The issue first touched West Point last month, when the Army disclosed that a sergeant on the academy’s staff, Michael McClendon, faces charges of making video recordings of female cadets without their consent while they showered.
In the rugby team case, the e-mail chain was reported to authorities by a cadet, according to Wright, the spokesman, who said he didn’t know whether the cadet was a man or woman. The recipients included the 60 team members and about 20 former members, he said.
“There was lack of respect across the board that was inconsistent with our values,” Wright said. “When this was bought to the chain of command the issue that was brought forward was the derogatory comments toward women.”
Founded in 1961, the West Point squad has finished second in the national collegiate rugby championships three times, according to the academy’s website. In April, it lost to Life University of Marietta, Georgia, in the Division IA quarterfinals.

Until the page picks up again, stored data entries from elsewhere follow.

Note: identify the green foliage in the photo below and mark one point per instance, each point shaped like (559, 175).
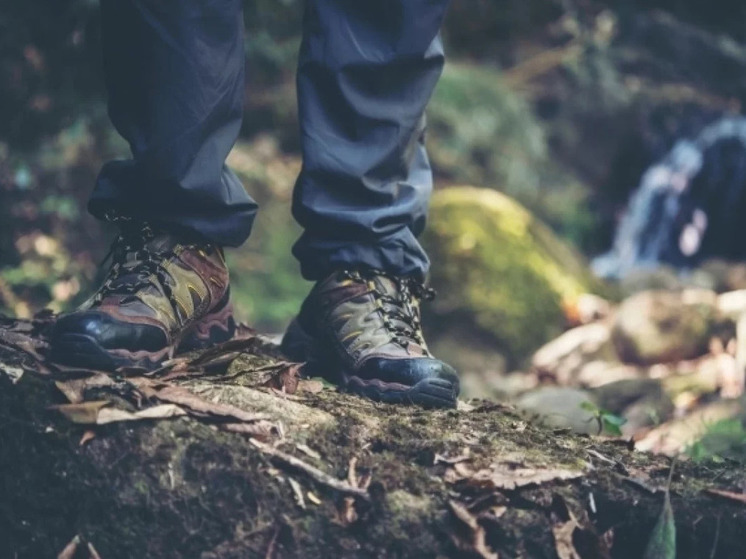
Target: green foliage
(498, 270)
(607, 421)
(723, 439)
(482, 132)
(662, 543)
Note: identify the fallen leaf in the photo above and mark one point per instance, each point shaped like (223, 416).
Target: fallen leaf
(313, 498)
(163, 411)
(563, 539)
(69, 551)
(193, 403)
(473, 538)
(74, 390)
(502, 476)
(85, 412)
(285, 377)
(87, 436)
(15, 373)
(92, 553)
(308, 451)
(346, 511)
(261, 429)
(297, 493)
(662, 543)
(739, 497)
(451, 460)
(312, 386)
(458, 472)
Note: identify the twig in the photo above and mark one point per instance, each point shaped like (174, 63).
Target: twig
(311, 471)
(717, 537)
(272, 547)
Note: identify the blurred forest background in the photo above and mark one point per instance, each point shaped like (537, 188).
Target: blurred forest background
(559, 105)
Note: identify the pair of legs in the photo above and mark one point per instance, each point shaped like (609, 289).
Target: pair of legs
(175, 77)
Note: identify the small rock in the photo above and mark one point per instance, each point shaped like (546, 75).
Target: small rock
(642, 402)
(561, 407)
(662, 326)
(564, 358)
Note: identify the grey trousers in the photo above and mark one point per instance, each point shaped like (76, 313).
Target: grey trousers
(175, 78)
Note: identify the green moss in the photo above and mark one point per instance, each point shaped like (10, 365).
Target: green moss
(498, 270)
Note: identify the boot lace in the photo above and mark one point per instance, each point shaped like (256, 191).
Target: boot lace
(399, 311)
(131, 257)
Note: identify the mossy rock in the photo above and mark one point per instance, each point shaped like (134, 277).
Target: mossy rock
(662, 326)
(499, 271)
(180, 488)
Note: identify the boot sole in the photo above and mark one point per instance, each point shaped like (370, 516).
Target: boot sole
(429, 393)
(80, 350)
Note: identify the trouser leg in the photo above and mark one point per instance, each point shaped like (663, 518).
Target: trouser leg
(175, 78)
(366, 73)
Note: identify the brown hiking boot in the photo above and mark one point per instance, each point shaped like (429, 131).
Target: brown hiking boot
(161, 293)
(362, 330)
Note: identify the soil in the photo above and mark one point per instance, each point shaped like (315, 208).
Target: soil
(182, 487)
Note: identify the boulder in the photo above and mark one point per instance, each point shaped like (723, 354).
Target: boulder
(561, 408)
(661, 326)
(215, 464)
(500, 273)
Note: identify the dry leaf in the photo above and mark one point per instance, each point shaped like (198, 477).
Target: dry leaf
(15, 373)
(311, 386)
(475, 542)
(193, 403)
(458, 472)
(163, 411)
(85, 413)
(739, 497)
(87, 436)
(297, 493)
(501, 476)
(261, 429)
(313, 498)
(74, 390)
(92, 553)
(563, 539)
(285, 377)
(451, 460)
(308, 451)
(70, 549)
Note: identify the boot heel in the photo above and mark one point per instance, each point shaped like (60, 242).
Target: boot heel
(296, 344)
(214, 328)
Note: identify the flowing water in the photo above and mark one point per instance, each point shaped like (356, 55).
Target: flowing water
(689, 206)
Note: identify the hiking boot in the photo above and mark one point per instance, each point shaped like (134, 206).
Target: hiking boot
(162, 293)
(361, 329)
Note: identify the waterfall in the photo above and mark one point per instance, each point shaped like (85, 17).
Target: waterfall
(689, 206)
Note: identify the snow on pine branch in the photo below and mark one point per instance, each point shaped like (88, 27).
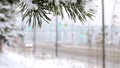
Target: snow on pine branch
(29, 4)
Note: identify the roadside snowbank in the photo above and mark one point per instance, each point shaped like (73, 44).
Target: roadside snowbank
(13, 60)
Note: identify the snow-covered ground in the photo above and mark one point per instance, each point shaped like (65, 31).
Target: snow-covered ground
(13, 60)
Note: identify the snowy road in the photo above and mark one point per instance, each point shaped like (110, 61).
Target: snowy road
(13, 60)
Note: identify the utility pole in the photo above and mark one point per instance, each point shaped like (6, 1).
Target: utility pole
(103, 35)
(56, 44)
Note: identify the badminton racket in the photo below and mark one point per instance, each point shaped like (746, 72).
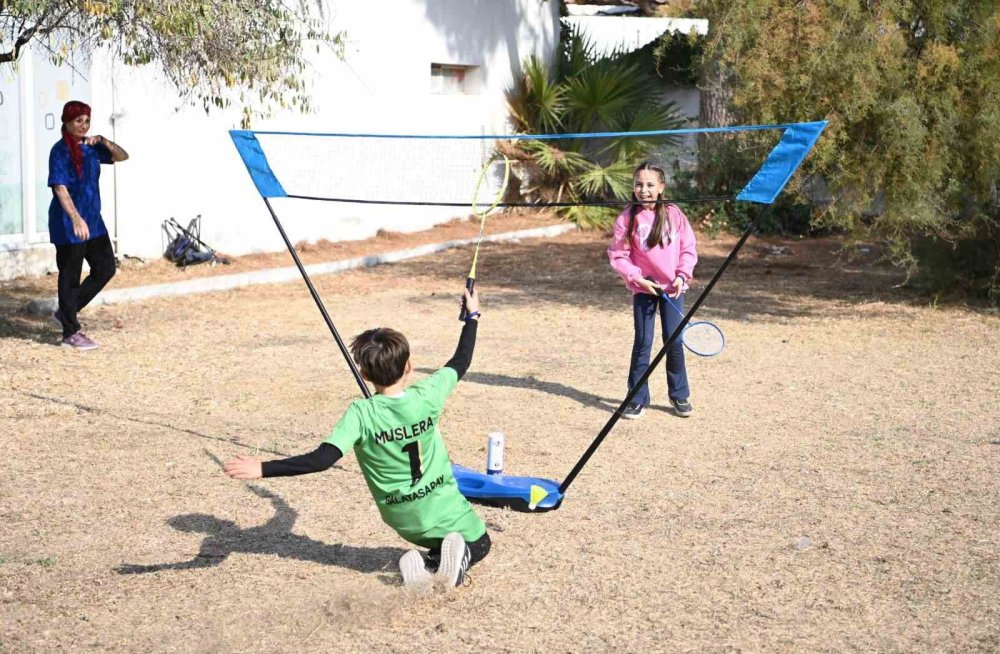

“West Point Rugby develops leaders of character, infused with the warrior ethos, principles of teamwork, and an unyielding winning spirit,” according to the website.
West Point withdrew from last weekend’s Collegiate Rugby Sevens tournament in Philadelphia “due to unforeseen circumstances,” according to a May 20 entry on the squad’s official page on Facebook Inc.
The academy, established in 1802, trains Army cadets to become officers. Located on the banks of the Hudson River about 50 miles (80 kilometers) from New York City, the school counts President Dwight David Eisenhower among its graduates.
At another of the military’s academies, three football players at the U.S. Naval Academy in Annapolis, Maryland, are under investigation for the alleged sexual assault of a female midshipman.